En d'r is ook wat op de huishoudschool
gewees, dat is een school die heelemaal bij
de watertoorren staat en waar de meissies
nou allemaal moette leerre hoe ze moette
kooken en soldatensla en nog een hoop
meer van die dingen moetten maakke en ik
ben d'r ook gewees en d'r stond een hoop
lekkers en ik had gedag toen ik dat allemaal
zag dat ik ook wat zou krijgge maar ik heb
niks gehad maar dat gaa ik nou niet alle
maal in de krant zette en dat heb die meneer
van de krant wel gedaan die heb dat alle
maal precies gezeg van die soldatensla en
die andere dinge en die heb geschreve dat
ie niks gehad heb en ik geloof wel dat ie
wel wat gelus zou hebbe want hij heb d'r
een hoop over geschreve.
En m'n vader zeg altijd dat waar de mond
van vol is vloeit het hart van over en de
poes is d'r ook weer.
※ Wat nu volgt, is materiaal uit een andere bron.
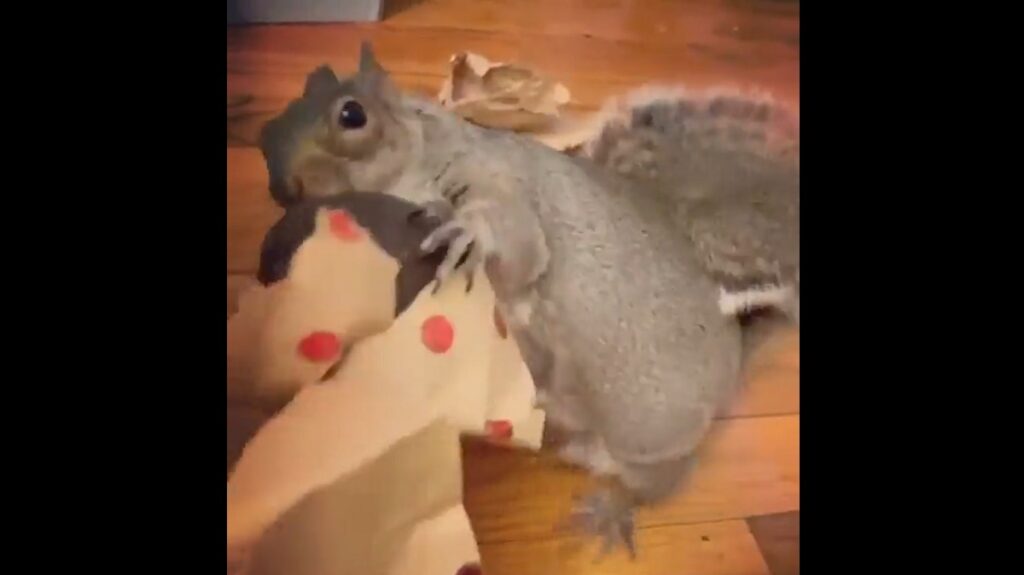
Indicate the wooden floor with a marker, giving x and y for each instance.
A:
(740, 514)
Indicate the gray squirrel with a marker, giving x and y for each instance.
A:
(612, 305)
(730, 164)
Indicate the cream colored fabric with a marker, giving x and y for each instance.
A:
(391, 392)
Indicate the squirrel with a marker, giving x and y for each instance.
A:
(616, 308)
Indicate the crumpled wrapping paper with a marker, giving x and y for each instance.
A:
(513, 97)
(363, 473)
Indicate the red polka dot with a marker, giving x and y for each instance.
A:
(503, 329)
(320, 346)
(469, 569)
(437, 334)
(499, 429)
(343, 226)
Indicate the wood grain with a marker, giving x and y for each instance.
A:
(749, 467)
(619, 46)
(707, 548)
(598, 48)
(778, 539)
(250, 210)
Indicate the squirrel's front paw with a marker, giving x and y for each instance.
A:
(468, 245)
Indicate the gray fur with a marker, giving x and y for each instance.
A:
(614, 314)
(730, 166)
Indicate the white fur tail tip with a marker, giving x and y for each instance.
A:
(735, 303)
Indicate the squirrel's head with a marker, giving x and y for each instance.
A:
(341, 135)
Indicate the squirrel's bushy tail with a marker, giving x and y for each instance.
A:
(728, 163)
(649, 130)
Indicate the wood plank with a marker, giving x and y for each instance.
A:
(250, 210)
(266, 65)
(778, 539)
(425, 51)
(706, 548)
(662, 21)
(750, 467)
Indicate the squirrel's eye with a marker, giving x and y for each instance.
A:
(352, 117)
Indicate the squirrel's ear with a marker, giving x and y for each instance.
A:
(373, 76)
(368, 61)
(321, 83)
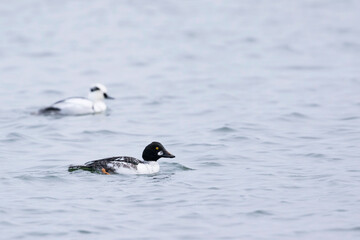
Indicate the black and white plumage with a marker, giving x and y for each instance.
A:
(129, 165)
(80, 105)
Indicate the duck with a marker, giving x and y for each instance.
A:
(128, 165)
(94, 103)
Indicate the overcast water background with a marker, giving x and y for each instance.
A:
(258, 100)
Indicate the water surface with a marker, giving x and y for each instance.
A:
(258, 100)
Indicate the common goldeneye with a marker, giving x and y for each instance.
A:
(129, 165)
(79, 105)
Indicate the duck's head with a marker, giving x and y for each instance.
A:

Weet U wel die poes
van de Heldersche krant en nou zijn de
meissies ook weer blij en ie is heelemaal een
paar dagen in de Prins Hendriklaan gewees
en d'r komp ook een grootte winkel naast
de krant en ze hebbe daar een heele hoop
juffrouwen in de kaste gaan 'zette maar nou
zijn ze allemaal aangekleed want eers hadde
ze niks an net as op het strand.
Nou ik moet nou weer, ophouwe tot de
volgende week dan maar weer hè, daaaaag.